Мы живём в эпоху глубокого переосмысления всего, что произошло с мировой цивилизацией и культурой за последний век. Для того чтобы не заблудиться в поиске альтернативы поработившим сознание масс в ХХ в. идеологий, надо бы благодарно и творчески обратиться к тем, кто это порабощение пытался предупредить и преодолеть: от мыслителей XIX в. Нордау и Леонтьева, до защитников традиционных ценностей европейской культуры первой половины ХХ в. И то, что эти попытки были разрушены великими политическими провокаторами (Ленин и Гитлер) нас не должно смущать. Постмодернизм играет на идее противопоставления тоталитаризму. Но его философия ныне сама пытается пленить сознание человечества отрицанием всех основ бытия, что в дальнейшем без преувеличения должно привести к формированию мировой тоталитарной идеологии.

Когда в душах исчезает духовная очевидность, верное восприятие и переживание духовных предметов – истины, добра, красоты, тогда в обществе не остаётся безусловных основ, охраняющих его существование.
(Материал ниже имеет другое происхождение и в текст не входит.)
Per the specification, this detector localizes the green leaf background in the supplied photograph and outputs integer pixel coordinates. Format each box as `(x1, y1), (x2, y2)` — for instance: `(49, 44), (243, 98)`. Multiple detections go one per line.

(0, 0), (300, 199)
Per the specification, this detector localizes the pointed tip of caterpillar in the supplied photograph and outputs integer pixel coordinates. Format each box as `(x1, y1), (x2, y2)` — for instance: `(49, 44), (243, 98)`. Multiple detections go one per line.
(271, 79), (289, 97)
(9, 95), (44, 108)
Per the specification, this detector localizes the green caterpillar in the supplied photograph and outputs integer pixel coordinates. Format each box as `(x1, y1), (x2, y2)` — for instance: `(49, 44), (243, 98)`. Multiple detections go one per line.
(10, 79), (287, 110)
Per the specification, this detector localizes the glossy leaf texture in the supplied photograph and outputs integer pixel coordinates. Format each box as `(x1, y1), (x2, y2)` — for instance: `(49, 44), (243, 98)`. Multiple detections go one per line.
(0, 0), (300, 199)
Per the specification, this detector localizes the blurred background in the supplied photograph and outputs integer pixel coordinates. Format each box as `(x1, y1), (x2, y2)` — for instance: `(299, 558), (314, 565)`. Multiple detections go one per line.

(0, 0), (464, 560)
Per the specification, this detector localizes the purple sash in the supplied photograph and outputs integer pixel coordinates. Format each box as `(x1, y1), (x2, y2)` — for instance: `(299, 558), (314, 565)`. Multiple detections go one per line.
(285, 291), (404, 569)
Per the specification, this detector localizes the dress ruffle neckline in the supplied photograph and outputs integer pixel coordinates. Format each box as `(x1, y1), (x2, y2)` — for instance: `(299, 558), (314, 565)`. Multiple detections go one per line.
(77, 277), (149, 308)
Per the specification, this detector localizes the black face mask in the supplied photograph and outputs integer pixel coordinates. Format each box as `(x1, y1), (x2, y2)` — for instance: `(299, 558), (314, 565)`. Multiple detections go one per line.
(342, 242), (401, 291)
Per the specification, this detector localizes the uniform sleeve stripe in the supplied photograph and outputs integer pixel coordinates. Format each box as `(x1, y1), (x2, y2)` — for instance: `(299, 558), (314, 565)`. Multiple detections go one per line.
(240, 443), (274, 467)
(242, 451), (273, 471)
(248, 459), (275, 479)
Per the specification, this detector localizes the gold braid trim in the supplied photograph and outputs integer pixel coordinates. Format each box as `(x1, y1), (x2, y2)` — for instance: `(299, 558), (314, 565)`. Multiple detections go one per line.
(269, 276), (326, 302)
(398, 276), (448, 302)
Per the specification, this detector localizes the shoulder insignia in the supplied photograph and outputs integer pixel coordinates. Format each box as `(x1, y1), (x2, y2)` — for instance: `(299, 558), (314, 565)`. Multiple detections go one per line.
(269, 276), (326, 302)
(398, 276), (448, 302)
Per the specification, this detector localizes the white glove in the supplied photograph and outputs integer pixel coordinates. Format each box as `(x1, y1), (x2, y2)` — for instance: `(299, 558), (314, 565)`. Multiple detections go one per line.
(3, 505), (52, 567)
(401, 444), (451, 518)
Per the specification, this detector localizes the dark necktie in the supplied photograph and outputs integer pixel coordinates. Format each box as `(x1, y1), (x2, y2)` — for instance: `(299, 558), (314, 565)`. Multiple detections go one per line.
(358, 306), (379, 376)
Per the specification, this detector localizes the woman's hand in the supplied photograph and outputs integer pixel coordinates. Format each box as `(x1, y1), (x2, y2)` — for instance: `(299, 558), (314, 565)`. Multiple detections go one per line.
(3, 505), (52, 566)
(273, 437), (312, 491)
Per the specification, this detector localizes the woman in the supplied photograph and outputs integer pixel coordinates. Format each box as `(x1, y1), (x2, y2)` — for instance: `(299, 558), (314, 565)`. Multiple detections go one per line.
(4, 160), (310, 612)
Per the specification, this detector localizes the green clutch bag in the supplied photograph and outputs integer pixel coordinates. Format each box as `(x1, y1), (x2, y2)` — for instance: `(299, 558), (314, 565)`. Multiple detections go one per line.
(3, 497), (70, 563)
Сделать человека гармоничной личностью, т.е. в полном смысле человеком, в этом и заключается задача культуры. И она решается в каждом новом поколении заново, и задача ведущего культурного слоя всегда одна и та же – непрерывно и напряжённо трудиться для живого развития традиционных ценностей, которые не изменятся до скончания веков. При этом государство, как элемент культуры имеет в процессе гармонизации свою задачу – созидание и защита культуры одухотворения человека.

Мы живём в эпоху информационного шторма, и человеку среднего таланта всё чаще бывает сложно сориентироваться в потоке предлагаемых образов, стремящихся захватить внимание масс. Особенно это касается социокультурного пространства постсоветской России: у нас нет общества, нет устоявшихся традиций и политической системы, нет ведущего культурного слоя. Вековое выхолащивание преемственности традиционализма и одновременно творческой свободы превратило народ в «перекати-поле» без исторических корней. И потому такие экзальтированные личности как А.Дугин и И.Охлобыстин играют на национальной беспочвенности рядовых граждан, истосковавшихся по абсолютным истинам. Так появляется постмодернизм новой волны: державно-мистический, но ничего не имеющий общего ни с историей, ни со смыслом, ни с высокими идеалами. Эпатаж без глубины идеи, литературно-философско-политический перфоманс.

Если мы по прежнему будем не замечать точности анализа и прогнозов таких мыслителей как М.Нордау и И.А.Ильин, – по сути пророков новейшего времени, то мы и дальше будем блуждать в поисках причин мирового кризиса. Великие указали нам не на социально-экономические, но на духовные истоки болезни цивилизации. И если литературное, культурное творчество в целом не ставит себе задачей выявления истины, красоты, добра, преодоление хаоса и строительства гармонии человеческой личности, то это не литература, это не культура, это не творчество.

Генетическая память просыпается в каждом новом поколении заново и если её не затемнять тёмным лучом отрицания норм и идеалов, то преодоление затянувшегося цивилизационного кризиса возможно. Тем более что есть опыт воплощения идей М.Нордау. Да и у нас есть исторические прецеденты: преодоление ордынского ига в XV в., Смуты XVII в., большевизма ХХ в. Просто цивилизация живёт в иных исторических интервалах и её годы измеряются не днями, а поколениями.